By: Michael “MovieBuff801″ Dennos
Back in 1960, director Alfred Hitchcock’s classic thriller Psycho was released amidst a veil of secrecy where its plot was concerned, and now fifty-four years later, David Fincher’s Gone Girl arrives under similar circumstances. To get straight to the point, the film itself is yet another home run for one of the best directors in the business today, filled to the brim with the signature slick style and storytelling we’ve come to expect of the auteur, but talking about it in any kind of too specific detail paints myself, and many other reviewers into a corner. Not unlike Psycho, the desire to not spoil any of the surprises in the story is definitely an issue — especially for those who haven’t read the 2012 source novel — and I’ll keep to that desire and try to keep this review as spoiler-free as possible while still urging you to go see the film; something which must absolutely be done.
Author Gillian Flynn adapts her own work, which is the story of Nick (Ben Affleck) and Amy (Rosamund Pike) Dunne.
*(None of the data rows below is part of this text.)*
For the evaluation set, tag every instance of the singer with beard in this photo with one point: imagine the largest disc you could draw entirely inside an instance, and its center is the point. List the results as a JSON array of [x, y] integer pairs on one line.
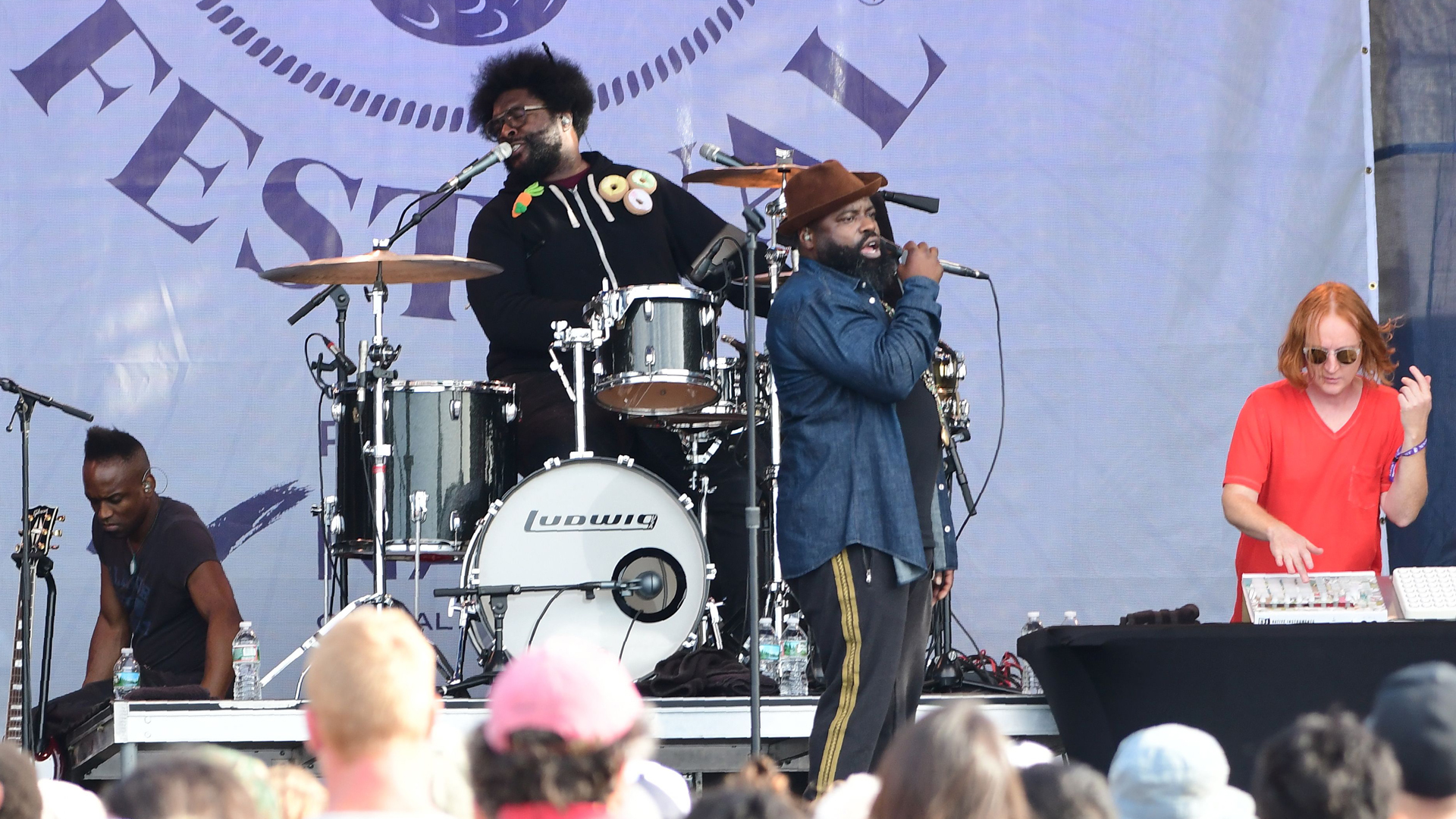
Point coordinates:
[[864, 513], [561, 238]]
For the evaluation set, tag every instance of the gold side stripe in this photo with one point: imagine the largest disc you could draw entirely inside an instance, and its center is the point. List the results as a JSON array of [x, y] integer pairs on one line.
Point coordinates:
[[849, 673]]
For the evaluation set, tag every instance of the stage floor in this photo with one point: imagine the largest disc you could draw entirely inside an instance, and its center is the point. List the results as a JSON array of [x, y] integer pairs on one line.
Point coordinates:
[[698, 736]]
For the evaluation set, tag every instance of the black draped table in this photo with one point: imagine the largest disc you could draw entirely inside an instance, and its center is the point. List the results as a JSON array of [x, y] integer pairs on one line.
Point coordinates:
[[1239, 682]]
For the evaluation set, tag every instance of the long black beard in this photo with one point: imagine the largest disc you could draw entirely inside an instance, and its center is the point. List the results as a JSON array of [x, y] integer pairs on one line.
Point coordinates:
[[542, 159], [877, 273]]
Nick and Amy have been married for a few short years, and as the film opens, it’s their fifth anniversary. However, Nick isn’t in the most pleasant mood about it. His melancholic feelings soon turn to ones of confusion, though, when he returns home to find an unsettling scene: an overturned ottoman, a shattered glass table and traces of blood on the floor. Detective Rhonda Boney (Kim Dickens) and Officer Jim Gilpin (Patrick Fugit) soon determine it to be a missing persons case, which forces Nick into the limelight as the investigation slowly starts up. Aided all the while by his sister Margo (Carrie Coon), Nick soon finds himself having to battle an increasingly negative public perception of himself as the case takes more than a few unexpected turns, despite his repeated assertions of innocence.